I’ve been so busy with my new job and holiday events that I haven’t had much time to draw, let alone put the finishing touches on the editing for issue #2. However, I can write during my half hour lunch breaks…
For the past few weeks, I have been writing the script for the third book of The Epic of Sally. It is essentially done. I just have to find a few pages of it that I wrote a month ago, that have wandered off.
In the process of this, however, I’ve come to face an odd fear. It’s possibly one of the major reasons why I’ve struggled to share certain parts of the comic’s back story for all these 13 and a half years of working on the Harmless Free Radicals.
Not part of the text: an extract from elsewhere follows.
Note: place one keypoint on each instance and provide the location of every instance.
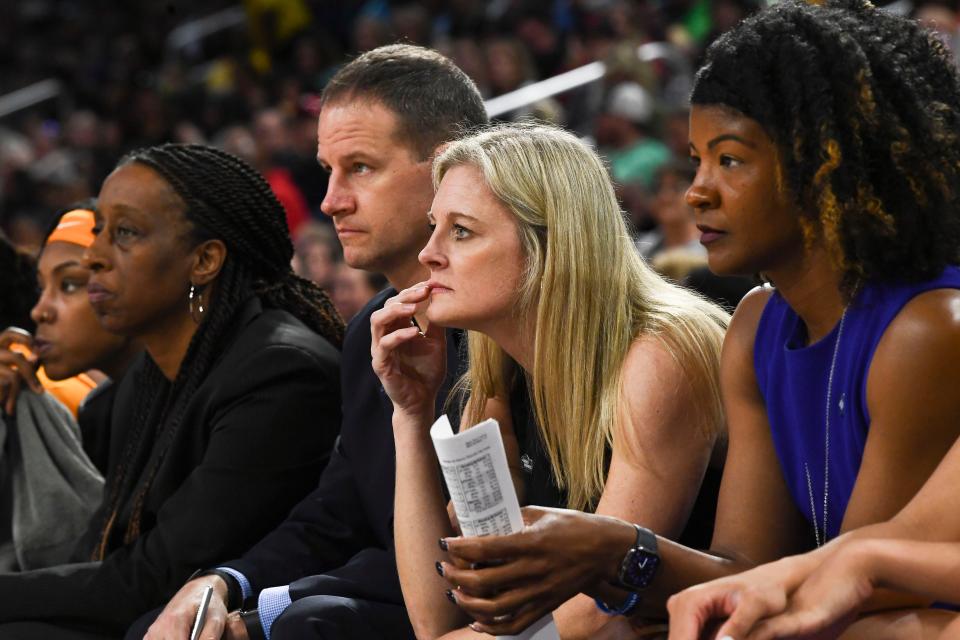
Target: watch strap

The whole mythology that explains who Fenmere is and what it is that he’s doing.
It’s a story that I started working on with the express intent of writing an epic fantasy NOVEL. On par with Lord of the Rings or The Earth Sea trilogy. Not necessarily of the same quality of writing, but with the same depth. I don’t think I’ve reached that depth yet. I know for one thing that I’m probably not going to contrive a language for Fenmere’s native tongue, for instance. I’d like to, but I really think it may be a moot point to do so, even if I had the skill to pull it off well.
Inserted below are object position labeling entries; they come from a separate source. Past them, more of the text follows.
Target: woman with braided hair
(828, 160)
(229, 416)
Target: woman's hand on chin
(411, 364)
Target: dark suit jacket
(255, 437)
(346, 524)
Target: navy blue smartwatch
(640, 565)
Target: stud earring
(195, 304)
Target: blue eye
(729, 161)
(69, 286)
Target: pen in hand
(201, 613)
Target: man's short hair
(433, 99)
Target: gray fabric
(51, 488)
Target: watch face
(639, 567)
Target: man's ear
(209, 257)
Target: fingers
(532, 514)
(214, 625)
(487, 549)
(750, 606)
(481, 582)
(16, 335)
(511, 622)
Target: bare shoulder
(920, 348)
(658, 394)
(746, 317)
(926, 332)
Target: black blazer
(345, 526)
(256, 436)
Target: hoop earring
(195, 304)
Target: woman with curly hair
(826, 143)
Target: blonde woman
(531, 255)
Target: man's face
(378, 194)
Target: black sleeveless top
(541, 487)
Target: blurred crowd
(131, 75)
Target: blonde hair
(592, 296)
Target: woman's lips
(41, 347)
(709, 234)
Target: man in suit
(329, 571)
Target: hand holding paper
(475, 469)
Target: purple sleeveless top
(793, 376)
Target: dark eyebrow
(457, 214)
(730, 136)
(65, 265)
The problem is that what it means to me has changed. I’ve been working on the mythology for so long that it has become a mix of my childhood daydreams and imaginary friends, and my most intense adult philosophical thoughts about life itself. It is the closest thing to a religion I may have without being something I actually believe in as being real. And while I’ve had no trouble telling people all about it face to face, vocally, I seem to be a little afraid that crafting it into a comic is clumsy at best. Looking at my script, I worry that it’s just going to come out corny. That people will take one look at it and toss it aside.
Not that I necessarily want people to embrace the mythology as their own, to treat it as importantly as I do. But I seem to be afraid that it will be deemed as stupid. And that it will draw critique that it is not worthy of having.
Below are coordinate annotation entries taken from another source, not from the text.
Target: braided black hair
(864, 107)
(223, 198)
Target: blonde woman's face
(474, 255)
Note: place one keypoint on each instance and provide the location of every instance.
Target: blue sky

It’s an interesting fear to realize after working so hard for so long to get the damn story out there! Actually, the best word for it is “weird”. Like the revelation of a supernatural truth.
In any case, I intend to keep at it. I think what I’ve written is actually good. And if not exactly good, it is definitely honest. And I hope it is gripping.
At the very least, the people to whom I’ve shown the first line of the next book have all thought it was pretty good. Hopefully, that page will hit the website before the New Year.